Last weekend, one of those perilous occasions where truffles
are most definitely called for, or so I like to think, arose.,, I can only
blame my boyfriend, (seemingly a more and more regular feature on this blog...starting
to suspect I’m a feeder) who is somewhat an over-achiever; one of those
annoying people that is always doing something worth celebrating, which, in my
rather food driven world, obviously means something worth cooking for. This
time round, forgetting the carrot cakes and pork pies of old, the leftover dark
chocolate in the fridge was the star of the show.
Feeling like the Hermione Granger of the kitchen (I would
say Harry, but I don’t suit glasses..) the somewhat miraculous transformation
of a matt block of dark chocolate to the thick, spectacularly shiny,
see-your-face-in-it stuff that appears when it is added to hot cream, is
nothing short of magic. And it really is as easy as Hermione makes mending
those ugly aforementioned glasses look; once you have mixed, flavoured and
tasted to your heart’s content, all that is needed is to leave the bowl to its
own devices in the fridge for a few hours before rolling into balls. Easy peasy.

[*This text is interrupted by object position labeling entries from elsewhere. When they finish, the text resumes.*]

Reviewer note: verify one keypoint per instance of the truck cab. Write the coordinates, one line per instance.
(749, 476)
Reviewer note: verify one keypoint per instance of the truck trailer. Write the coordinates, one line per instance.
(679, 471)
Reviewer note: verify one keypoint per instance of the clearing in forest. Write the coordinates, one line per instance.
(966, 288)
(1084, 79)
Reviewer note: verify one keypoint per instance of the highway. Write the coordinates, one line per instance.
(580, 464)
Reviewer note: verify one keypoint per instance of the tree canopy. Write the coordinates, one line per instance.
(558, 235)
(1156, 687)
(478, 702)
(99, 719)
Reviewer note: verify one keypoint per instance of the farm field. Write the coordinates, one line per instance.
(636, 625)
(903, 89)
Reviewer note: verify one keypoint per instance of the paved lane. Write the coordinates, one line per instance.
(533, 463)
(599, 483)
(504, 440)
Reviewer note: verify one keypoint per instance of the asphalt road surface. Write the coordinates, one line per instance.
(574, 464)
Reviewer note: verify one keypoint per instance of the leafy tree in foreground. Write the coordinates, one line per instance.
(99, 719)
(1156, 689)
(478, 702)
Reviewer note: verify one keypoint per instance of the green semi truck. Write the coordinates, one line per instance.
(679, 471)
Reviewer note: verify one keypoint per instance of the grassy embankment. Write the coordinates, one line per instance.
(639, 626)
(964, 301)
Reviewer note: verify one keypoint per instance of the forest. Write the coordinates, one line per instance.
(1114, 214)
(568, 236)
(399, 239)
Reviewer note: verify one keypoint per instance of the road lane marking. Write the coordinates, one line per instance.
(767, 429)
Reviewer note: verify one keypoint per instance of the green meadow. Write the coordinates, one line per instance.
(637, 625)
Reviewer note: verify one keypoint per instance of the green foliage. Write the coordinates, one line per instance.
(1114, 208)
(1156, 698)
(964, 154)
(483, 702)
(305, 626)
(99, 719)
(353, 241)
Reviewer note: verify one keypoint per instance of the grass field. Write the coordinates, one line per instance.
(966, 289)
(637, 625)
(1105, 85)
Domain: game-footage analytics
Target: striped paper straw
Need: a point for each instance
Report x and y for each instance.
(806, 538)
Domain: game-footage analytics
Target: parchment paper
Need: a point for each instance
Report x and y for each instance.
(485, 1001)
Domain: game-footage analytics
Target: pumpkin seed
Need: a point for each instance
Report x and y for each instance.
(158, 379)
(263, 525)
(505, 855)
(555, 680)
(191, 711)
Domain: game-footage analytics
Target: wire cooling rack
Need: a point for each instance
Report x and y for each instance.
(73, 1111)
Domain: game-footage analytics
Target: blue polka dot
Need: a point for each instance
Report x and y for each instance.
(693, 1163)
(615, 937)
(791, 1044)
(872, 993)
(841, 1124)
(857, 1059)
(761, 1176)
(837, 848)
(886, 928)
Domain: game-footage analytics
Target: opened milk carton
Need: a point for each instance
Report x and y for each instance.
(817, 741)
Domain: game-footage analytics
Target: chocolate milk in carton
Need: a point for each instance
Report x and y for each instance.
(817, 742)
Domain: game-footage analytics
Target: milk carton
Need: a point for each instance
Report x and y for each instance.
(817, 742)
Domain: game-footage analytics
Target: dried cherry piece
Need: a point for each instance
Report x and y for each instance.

But the truly great thing about truffles in my eyes, (yup, even
better than being ridiculously quick and even more stupidly yummy) is that they
are almost a complete blank canvas of chocolate; giving your imagination free
reign and letting you get totally creative. Adding a bit of this nut, or (a
lot) of that liqueur takes the mixture from a bog standard choc to a treat that
is truly your own.
As I got stuck in, it seems that I was feeling a little bit
exotic as far as flavourings go. Don’t ask me why, it certainly had nothing to
do with the weather, but drawing inspiration from my favourite, pink foil
wrapped chocolate bar, half of the glossy cream and chocolate mixture took on
the flavours of a Turkish delight. Enriched with pieces of the neon, rose
flavoured jelly, pistachio nuts and rose water, before being rolled in bright
green crushed pistachio nuts, they are not only full of Eastern Promise, but
promise to fly off the plate almost as quickly as they got there. They would
look beautiful piled on to a glass dish at Christmas time, not at all out of
place in Nigella’s winter wonderland of a kitchen. Just don’t be too fussy
about arranging in a meticulous, Ferroro Rocher style pyramid, they are
guaranteed not to last long...
The other half of the basic truffle mix was a slightly manlier
affair; speckled with crunchy salted almond praline, spiked with red chilli and
given an added kick with a glug of spiced rum. Just yummy. Both were totally
delicious, but if you don’t fancy the idea of a chocolate that will make your
lips tingle, add your favourite nuts, dried fruit, spices, orange zest; go mad,
the possibilities really are endless. Just get stuck in and get creative, these
are a treat a million times worth any of the minimal melting, stirring and
imagination required.
Ps. Listen up, this is a serious point; as I learnt after a
few hours on the train and tube with my bag of treats, truffles do not travel
well. If you want to avoid presenting your loved one with a bag of something
that looks a lot more like something you would give to your enemy, make sure
you keep these cold and un-squashed. Because they are definitely not an attractive
present when they arrive in one brown, squidgy mess. If you know what I mean...
The Best Chocolate
Truffles.
Basic Dark Chocolate Truffle
300ml double cream
A knob of butter
300g good quality dark chocolate, broken in to small pieces
A pinch of sea salt
A splash of alcohol (brandy, rum, orange liqueur- Whatever
your tipple!)
-
Chopped nuts, fruit,
marshmallows, praline, orange zest, dried chilli flakes or whatever extra flavouring
you fancy.
Chopped nuts, cocoa
powder or dessicated coconut; to roll.
Heat the cream in a small saucepan until very hot but not
quite boiling. When small bubbles begin to appear on the surface, add the
butter and stir until melted.
Pour this hot mixture over the broken chocolate, whisking to
combine, and allow the chocolate to melt nice and slowly.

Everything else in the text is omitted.